A Mixed Integer Programming Formulation for Risk Stratification
Rachda Naila Mekhaldi, Julia Fleck, Raksmey PHAN, Xiaolan Xie
AI summary
Problem
Existing risk stratification methods rely on opaque machine learning models or rigid threshold rules that lack interpretability and clinical transparency. This gap hinders the design of targeted interventions and optimal resource allocation for at-risk patients.
Approach
The authors frame risk stratification as a Mixed Integer Programming problem to select optimal combinations of representative patient profiles. This approach assigns continuous risk scores (0–1) and groups patients into low, medium, and high-risk categories based on quartile thresholds.
Key results
- First MIP-based formulation for interpretable patient risk stratification
- Continuous risk scores enabling dynamic clinical thresholding
- Optimal selection of representative profiles for distinct risk groups
- Validated on public and proprietary datasets for accidental fall risk
Why it matters
Enables healthcare providers to deploy transparent, data-driven stratification tools that improve resource allocation and guide targeted preventive care.
Abstract
Risk stratification is the process of segmenting pa- tients into distinct groups of similar complexity and care needs in order to improve resource allocation. Patients are typically risk stratified using statistical or machine learning methods that generate an individual risk score for some measure of resource use. One of the main limitations of existing methods is reduced interpretability, which is often inherent to artificial intelligence techniques. In this work, we propose a novel risk stratification approach that optimizes the representation of different patient groups and generates interpretable risk profiles.
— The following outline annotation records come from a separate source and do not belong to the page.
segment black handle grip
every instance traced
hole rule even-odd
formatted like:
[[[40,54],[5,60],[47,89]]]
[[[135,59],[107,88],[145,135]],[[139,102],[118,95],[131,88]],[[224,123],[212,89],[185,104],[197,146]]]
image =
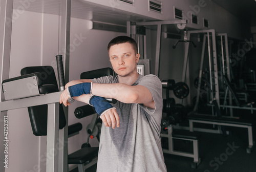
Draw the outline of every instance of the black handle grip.
[[[96,113],[95,110],[93,106],[87,104],[82,106],[77,107],[74,112],[75,116],[78,119]]]
[[[59,90],[60,91],[63,91],[65,90],[65,79],[64,79],[62,55],[56,55],[56,60],[57,61],[57,69],[58,70],[58,76],[59,77]]]

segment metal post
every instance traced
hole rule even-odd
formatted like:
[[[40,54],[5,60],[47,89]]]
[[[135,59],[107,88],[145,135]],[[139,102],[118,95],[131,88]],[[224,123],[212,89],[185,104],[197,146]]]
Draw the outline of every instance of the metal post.
[[[201,63],[200,63],[200,70],[199,71],[199,76],[198,79],[198,86],[197,88],[197,100],[196,101],[196,104],[194,108],[194,111],[197,111],[198,106],[198,103],[199,102],[199,96],[200,96],[200,90],[201,90],[201,84],[202,81],[202,75],[203,73],[203,66],[204,64],[204,52],[205,50],[205,44],[206,42],[206,35],[204,35],[204,39],[203,41],[203,46],[202,47],[202,54],[201,55]]]
[[[46,171],[49,172],[58,170],[59,138],[59,103],[48,104],[47,118],[47,155],[51,158],[46,160]]]
[[[59,44],[59,51],[60,50],[63,52],[62,57],[63,57],[63,67],[65,76],[65,83],[69,81],[69,63],[70,63],[70,50],[69,45],[70,44],[70,20],[71,20],[71,0],[62,0],[61,11],[61,27],[60,39]],[[64,112],[67,121],[66,126],[63,130],[60,131],[59,139],[64,144],[61,147],[59,146],[59,166],[58,171],[68,171],[68,108],[64,109]]]
[[[155,75],[159,77],[160,56],[161,48],[161,35],[162,25],[157,25],[157,42],[156,49],[156,61],[155,66]]]
[[[218,105],[220,107],[220,97],[219,95],[219,80],[218,77],[218,64],[217,64],[217,54],[216,51],[216,40],[215,30],[212,30],[212,56],[214,60],[214,79],[215,85],[215,98],[216,99]]]
[[[190,33],[188,32],[187,34],[187,39],[189,40]],[[187,70],[187,63],[188,61],[188,50],[189,49],[189,44],[185,44],[185,55],[183,62],[183,71],[182,73],[182,79],[183,82],[186,82],[186,76]]]
[[[131,37],[131,22],[130,21],[126,22],[126,35]]]
[[[13,0],[2,0],[0,11],[0,77],[1,83],[9,78]],[[2,84],[1,86],[2,90]],[[4,93],[0,92],[1,102],[4,100]]]
[[[227,70],[227,75],[229,79],[231,81],[231,76],[230,76],[230,68],[229,66],[229,53],[228,52],[228,40],[227,39],[227,34],[226,33],[223,34],[224,36],[224,40],[225,40],[225,51],[226,52],[226,70]],[[231,92],[229,91],[229,105],[232,105],[232,95],[231,94]],[[230,116],[233,117],[233,109],[230,108],[229,109]]]
[[[1,163],[1,165],[0,165],[0,171],[3,171],[5,172],[5,160],[4,159],[5,158],[5,155],[9,156],[8,154],[7,153],[7,154],[5,154],[5,151],[4,150],[5,149],[5,145],[4,144],[5,143],[5,142],[4,141],[4,140],[6,140],[8,139],[8,137],[7,138],[5,138],[5,136],[4,136],[4,127],[5,127],[5,123],[4,123],[4,118],[5,116],[7,116],[7,111],[2,111],[1,113],[0,114],[0,131],[1,131],[0,132],[0,139],[1,139],[1,142],[2,143],[0,145],[0,158],[1,158],[1,161],[0,162]],[[8,126],[7,126],[8,127]],[[7,145],[8,144],[8,142],[7,142]],[[8,160],[7,160],[7,163],[8,162]],[[7,166],[8,167],[8,166]]]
We associate risk scores to patient profiles and determine the optimal combination of representative profiles for each patient group using a Mixed Integer Programming (MIP) formulation. We generate continuous ratings for patient risk scores ranging from 0 to 1 that allow for dynamic thresholding. Our method stratifies patients into several risk groups (e.g., low, medium, high risk), which is frequently more clinically significant than binary classification. We apply our approach to both public and proprietary real data in the context of accidental fall risk assessment and show that the generated risk profiles provide clinical insights that can be used for the design of targeted interventions.